Kondisi ini bikin DPRD Lebak angkat suara. Anggota Komisi III, Regen Abdul Aris, menilai penambahan auditor mutlak diperlukan.
“Kalau auditor kurang, otomatis fungsi kontrol juga lemah. Harus ada tambahan tenaga auditor biar Inspektorat bisa lebih detail memeriksa OPD,” kata politisi PPP ini, Kamis (21/8/2025).
DPRD Dorong Penambahan Auditor
Regen menjelaskan, keberadaan auditor sangat penting untuk memastikan pengelolaan keuangan daerah berjalan sesuai aturan. Dengan tambahan auditor, pemeriksaan bisa dilakukan lebih intensif, sehingga meminimalisir temuan di kemudian hari.
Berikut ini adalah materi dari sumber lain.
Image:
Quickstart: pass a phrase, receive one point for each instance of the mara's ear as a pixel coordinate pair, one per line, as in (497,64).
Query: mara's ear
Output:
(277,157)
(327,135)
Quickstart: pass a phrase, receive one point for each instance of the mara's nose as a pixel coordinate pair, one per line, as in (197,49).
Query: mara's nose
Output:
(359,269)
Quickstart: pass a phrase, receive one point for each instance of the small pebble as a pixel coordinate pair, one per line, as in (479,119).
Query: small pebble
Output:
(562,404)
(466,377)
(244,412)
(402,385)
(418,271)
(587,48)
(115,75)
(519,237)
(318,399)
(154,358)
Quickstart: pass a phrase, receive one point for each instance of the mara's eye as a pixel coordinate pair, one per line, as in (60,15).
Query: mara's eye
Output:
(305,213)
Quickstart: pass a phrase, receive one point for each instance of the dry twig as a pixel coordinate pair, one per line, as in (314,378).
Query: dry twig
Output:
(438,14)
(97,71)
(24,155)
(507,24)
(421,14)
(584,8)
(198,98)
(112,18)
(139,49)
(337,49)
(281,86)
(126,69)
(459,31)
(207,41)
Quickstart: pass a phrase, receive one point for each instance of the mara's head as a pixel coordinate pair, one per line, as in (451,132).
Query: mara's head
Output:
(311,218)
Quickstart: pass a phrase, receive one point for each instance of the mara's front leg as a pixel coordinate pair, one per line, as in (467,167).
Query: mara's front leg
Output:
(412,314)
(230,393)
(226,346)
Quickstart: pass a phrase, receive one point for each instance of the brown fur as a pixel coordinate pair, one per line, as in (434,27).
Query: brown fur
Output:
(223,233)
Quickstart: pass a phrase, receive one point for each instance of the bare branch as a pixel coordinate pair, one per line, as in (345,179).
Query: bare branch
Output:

“Yang ada sekarang memang harus tetap dioptimalkan, tapi Pemkab jangan nunggu lama. Rekrut auditor baru itu urgent,” tegasnya.
Aktivis Pemuda Ikut Menyorot
Tak cuma DPRD, kalangan muda juga ikut bersuara. Aktivis Pemuda Lebak, Rizki Ramadhan, menilai kekurangan auditor ini bisa jadi celah rawan kebocoran anggaran.
“Kalau auditor Pemkab Lebak masih minim, wajar kalau pengawasan dianggap bolong-bolong. Ini bisa berdampak pada akuntabilitas keuangan daerah,” ujar Rizki
Ia mendesak Pemkab Lebak segera bergerak cepat.
“Anak muda Lebak berharap birokrasi makin bersih. Jadi nggak ada alasan lagi buat nunda perekrutan auditor baru. Jangan sampai pengawasan setengah-setengah,” tambahnya.
Urgensi Auditor Pemkab Lebak Buat Tata Kelola
Kekurangan auditor bukan sekadar soal angka, tapi juga menyangkut kualitas tata kelola pemerintahan. Tanpa pengawasan yang ketat, risiko temuan hingga kasus penyalahgunaan anggaran bisa meningkat.
Dengan kondisi ini, DPRD dan aktivis sama-sama menekan Pemkab Lebak untuk serius menambah auditor agar pengawasan tak lagi rawan bolong.